I heard screams from Brock in a tree to my right, along with screams from everyone on the ground. Then I noticed it wasn’t actually me that was shaking—it was the tree! The branches swayed as if in a gale-force wind, yet there was no wind at all.

“Hope!” Aaren’s terrified voice me made me freeze. I peered down in horror to see what could make my tree move so violently, when I noticed it wasn’t only my tree. It was
everything
.

Before long, Brock joined Aaren on the ground, and they both looked as if they couldn’t decide whether to run for their lives or stay to save me. I made myself look away from them and focus on moving my hands along until I
got to where I could grab hold of the tree trunk. A terrible rumbling echoed off the mountainside, and all our attention jerked to an area one hundred feet to the west, where the earth ripped open as easily as tearing paper. And the crack was traveling in my direction!

I scrambled down the trunk as quickly as I could manage. I grabbed the branches, not even caring that they were ripping up my hands. Getting to the ground fast was all that mattered. My foot slipped and I slid, my cheek scraping the trunk, until I hit a branch.

“You’re halfway here!” Aaren yelled. “You can make it!”

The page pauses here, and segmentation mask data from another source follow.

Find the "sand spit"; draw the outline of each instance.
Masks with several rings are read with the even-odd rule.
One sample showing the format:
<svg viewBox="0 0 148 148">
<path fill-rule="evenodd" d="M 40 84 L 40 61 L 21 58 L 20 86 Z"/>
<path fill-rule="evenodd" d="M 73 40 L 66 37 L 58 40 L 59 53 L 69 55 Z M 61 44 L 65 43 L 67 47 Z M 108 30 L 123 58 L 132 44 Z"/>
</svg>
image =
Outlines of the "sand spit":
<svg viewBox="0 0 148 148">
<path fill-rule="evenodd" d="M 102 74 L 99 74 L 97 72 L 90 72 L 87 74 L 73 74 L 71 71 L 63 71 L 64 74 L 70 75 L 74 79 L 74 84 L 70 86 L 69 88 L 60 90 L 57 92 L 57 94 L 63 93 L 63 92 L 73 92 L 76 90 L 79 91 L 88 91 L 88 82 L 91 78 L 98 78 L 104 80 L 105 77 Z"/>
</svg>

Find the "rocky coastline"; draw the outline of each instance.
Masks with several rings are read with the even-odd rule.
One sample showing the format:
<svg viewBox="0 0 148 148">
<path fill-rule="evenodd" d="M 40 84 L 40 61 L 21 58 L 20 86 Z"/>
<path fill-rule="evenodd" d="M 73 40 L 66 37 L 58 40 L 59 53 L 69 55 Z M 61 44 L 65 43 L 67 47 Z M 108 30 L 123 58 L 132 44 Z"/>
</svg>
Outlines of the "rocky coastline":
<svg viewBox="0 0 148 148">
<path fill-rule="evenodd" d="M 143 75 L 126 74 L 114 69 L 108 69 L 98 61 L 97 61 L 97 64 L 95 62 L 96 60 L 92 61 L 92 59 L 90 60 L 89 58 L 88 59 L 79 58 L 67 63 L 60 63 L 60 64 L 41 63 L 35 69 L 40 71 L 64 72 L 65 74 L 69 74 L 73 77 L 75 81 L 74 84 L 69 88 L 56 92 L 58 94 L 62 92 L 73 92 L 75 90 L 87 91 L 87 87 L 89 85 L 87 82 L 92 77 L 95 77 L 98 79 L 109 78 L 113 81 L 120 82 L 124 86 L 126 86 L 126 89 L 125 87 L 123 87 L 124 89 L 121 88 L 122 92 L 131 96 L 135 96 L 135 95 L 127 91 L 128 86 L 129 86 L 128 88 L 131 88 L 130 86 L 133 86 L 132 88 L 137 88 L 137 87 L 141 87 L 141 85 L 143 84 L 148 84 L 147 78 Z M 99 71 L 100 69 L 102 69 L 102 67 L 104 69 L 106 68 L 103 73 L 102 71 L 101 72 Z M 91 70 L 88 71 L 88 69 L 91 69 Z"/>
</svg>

I stretched my foot to another branch farther below. Twenty feet more, and I’d be on the ground. Just twenty feet. A loud
crack
sounded all around me and my tree gave a sudden lurch, then swayed, and I knew the split in the ground had reached its roots. The roaring was so loud, I could barely hear anything else. I stayed hugging the trunk with one arm and caught hold of a branch above my head with the other as it began to topple.

Trees cracked and branches broke and people screamed and my heart beat in my ears like the booms that sounded through the depths of the mountain as the tree fell closer and closer to the ground. I tightened my grip and squeezed my eyes shut, but my stomach still knew I was dropping fast.

The tree stopped so suddenly in midair that my legs lost their grip on the trunk and my hands were nearly ripped off the branch. I opened my eyes to see that the trunk had landed against another massive tree that still stood, keeping mine from falling all the way to the ground.

Below me, Brock and Aaren yelled, “Hope, jump!”

I couldn’t. A voice inside me screamed
Hang on!
All I could do was clutch the tree with every bit of strength I had.

“Jump! We’ll catch you!” I wasn’t sure who said it—Brock and Aaren both stood five feet below my legs with their arms outstretched.